Polyarthrite rhumatoïde (PR)

Polyarthrite rhumatoïde (PR)

1) À retenir d’emblée

  • La PR est le rhumatisme inflammatoire chronique le plus fréquent (prévalence ~0,3–0,8%).
  • Objectif moderne : diagnostiquer tôt et traiter vite pour viser rémission (ou faible activité) et prévenir érosions, handicap et complications systémiques.

2) Épidémiologie (repères rapides)

  • Début typique vers 50 ans, possible à tout âge (formes juvéniles <16 ans ; début tardif >65 ans).
  • Femme > homme (≈ x3 avant 60 ans).
  • Apparentés du 1er degré : prévalence ~2–4% (donc risque ↑ mais la majorité ne développera pas de PR).

3) Physiopathologie

  • Terrain multifactoriel : génétique (ex : HLA-DRB1…) + environnement (notamment tabac, microbiotes…).
  • Activation immunitaire → auto-anticorps (FR, ACPA) + synovite.
  • Cytokines majeures (TNFα, IL-1, IL-6) + pannus → chondrolyse (pincement) + activation ostéoclastique (RANK/RANKL) → érosions.
  • Ces voies expliquent les cibles thérapeutiques : anti-TNF, anti-IL-6R, abatacept (CTLA4-Ig), rituximab (anti-CD20), inhibiteurs de JAK.

4) Clinique : tableau typique de PR débutante

Dans 70–80% : polyarthrite acromélique, bilatérale, globalement symétrique, évoluant >6 semaines.

  • Douleur inflammatoire : réveils en fin de nuit + raideur matinale >30 min.
  • Atteinte préférentielle : poignets, MCP, IPP, mais aussi chevilles et MTP.
  • Douleur à la pression, squeeze test MCP/MTP souvent positif.
  • Gonflement parfois discret (synovite/épanchement) ± limitation.
  • Ténosynovites possibles (extenseurs, ECU, fléchisseurs → canal carpien, fibulaires…).

Point important : les IPD sont habituellement respectées (penser rhumatisme psoriasique, goutte, arthrose si IPD atteintes).

Formes possibles (20–30%) : rhizomélique (sujet âgé), monoarticulaire, palindromique, polyarticulaire fébrile, forme arthralgique (à risque si MCP + raideur ≥60 min + squeeze test + ATCD familiaux…).

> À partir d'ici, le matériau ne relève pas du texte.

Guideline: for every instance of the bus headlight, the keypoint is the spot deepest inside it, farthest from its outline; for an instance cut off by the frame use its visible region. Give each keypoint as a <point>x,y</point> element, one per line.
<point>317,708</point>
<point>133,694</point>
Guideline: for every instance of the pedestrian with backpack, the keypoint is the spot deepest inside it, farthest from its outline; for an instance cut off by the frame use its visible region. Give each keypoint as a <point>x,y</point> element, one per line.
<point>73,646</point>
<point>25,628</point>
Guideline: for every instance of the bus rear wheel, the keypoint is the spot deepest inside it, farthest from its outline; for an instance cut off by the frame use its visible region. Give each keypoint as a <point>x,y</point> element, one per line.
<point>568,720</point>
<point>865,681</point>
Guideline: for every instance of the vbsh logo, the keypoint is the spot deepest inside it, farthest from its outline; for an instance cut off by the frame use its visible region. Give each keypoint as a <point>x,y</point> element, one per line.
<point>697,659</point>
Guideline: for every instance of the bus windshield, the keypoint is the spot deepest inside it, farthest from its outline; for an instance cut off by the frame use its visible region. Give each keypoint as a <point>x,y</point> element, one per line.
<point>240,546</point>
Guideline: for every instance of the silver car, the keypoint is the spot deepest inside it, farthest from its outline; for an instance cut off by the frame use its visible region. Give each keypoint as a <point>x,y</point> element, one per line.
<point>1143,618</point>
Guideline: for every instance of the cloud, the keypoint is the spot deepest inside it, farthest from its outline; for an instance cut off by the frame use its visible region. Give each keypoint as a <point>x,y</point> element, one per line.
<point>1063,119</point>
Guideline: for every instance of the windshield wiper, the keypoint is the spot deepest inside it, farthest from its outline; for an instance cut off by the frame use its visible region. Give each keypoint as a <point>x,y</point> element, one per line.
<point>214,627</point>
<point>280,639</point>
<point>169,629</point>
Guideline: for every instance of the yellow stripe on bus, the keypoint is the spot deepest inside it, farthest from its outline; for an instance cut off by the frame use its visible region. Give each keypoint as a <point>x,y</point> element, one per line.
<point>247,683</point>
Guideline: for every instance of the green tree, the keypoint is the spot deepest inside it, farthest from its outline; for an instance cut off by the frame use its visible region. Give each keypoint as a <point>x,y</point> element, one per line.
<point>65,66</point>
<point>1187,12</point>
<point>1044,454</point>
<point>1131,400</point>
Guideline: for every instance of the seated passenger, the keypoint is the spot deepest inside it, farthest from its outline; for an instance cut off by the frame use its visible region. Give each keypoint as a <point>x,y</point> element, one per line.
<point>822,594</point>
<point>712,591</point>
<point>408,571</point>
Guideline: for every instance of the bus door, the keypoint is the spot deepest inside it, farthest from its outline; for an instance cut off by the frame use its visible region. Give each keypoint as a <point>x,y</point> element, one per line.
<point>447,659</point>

5) Biologie : quoi demander / comment interpréter

  • CRP/VS souvent ↑ mais non spécifique ; une CRP normale n’exclut pas.
  • NFS : possible anémie inflammatoire, thrombocytose, etc.

FR

  • Sensibilité ~60–80%, spécificité ~65–85%.
  • Peut être positif chez sujets sains (↑ avec l’âge) et dans beaucoup d’autres situations (Sjögren, lupus, infections, hémopathies…).

ACPA (anti-CCP)

  • Sensibilité ~60–75% ; spécificité élevée ~90–95%.
  • Peuvent précéder les symptômes ; pas totalement exclusifs de PR mais très évocateurs.

Ponction si possible (surtout moyenne/grosse articulation)

  • Liquide inflammatoire (>2000 leucocytes/mL), stérile, sans cristaux dans la PR.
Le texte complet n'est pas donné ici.